These are lists of the major tenants of the former World Trade Center in New York City at the time of the attacks in 2001.

 1 World Trade Center (North Tower) included the Port Authority of New York and New Jersey, Marsh & McLennan Companies, Bank of America, Cantor Fitzgerald, Dai-Ichi Kangyo Group, Sidley Austin Brown & Wood, and restaurant Windows on the World. 
 2 World Trade Center (South Tower) included Verizon, the New York Stock Exchange, Morgan Stanley, Xerox Corporation, Keefe, Bruyette & Woods, Aon Corporation, and Fiduciary Trust Company International.

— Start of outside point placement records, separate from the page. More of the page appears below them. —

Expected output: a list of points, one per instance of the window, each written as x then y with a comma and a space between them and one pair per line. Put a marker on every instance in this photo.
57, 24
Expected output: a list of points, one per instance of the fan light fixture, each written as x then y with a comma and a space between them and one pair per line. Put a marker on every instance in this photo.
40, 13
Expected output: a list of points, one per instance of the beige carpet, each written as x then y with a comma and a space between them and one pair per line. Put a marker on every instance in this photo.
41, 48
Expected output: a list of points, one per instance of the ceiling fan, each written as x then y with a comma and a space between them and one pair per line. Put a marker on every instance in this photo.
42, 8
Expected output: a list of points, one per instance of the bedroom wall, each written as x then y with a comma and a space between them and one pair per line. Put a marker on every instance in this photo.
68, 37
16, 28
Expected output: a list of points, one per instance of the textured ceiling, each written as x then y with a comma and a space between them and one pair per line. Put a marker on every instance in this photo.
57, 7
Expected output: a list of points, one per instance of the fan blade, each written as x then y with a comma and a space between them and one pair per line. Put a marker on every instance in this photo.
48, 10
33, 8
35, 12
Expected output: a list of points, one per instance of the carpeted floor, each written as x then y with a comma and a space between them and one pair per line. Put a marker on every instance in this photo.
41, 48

 3 World Trade Center (also known as the Marriott World Trade Center) was a hotel, therefore the whole building had one owner, Host Marriott Corporation.

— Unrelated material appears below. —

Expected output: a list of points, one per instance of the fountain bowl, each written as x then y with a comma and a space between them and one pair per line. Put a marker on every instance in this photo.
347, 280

 4 World Trade Center included New York Board of Trade, Deutsche Bank, and the Mall at the World Trade Center.
 5 World Trade Center included Credit Suisse First Boston and Morgan Stanley.
 6 World Trade Center included the United States Department of Commerce, Bureau of Alcohol, Tobacco, Firearms and Explosives, and the United States Department of Labor.
 7 World Trade Center included Salomon Smith Barney, the U.S. Securities and Exchange Commission, Standard Chartered Bank, and the U.S. Secret Service.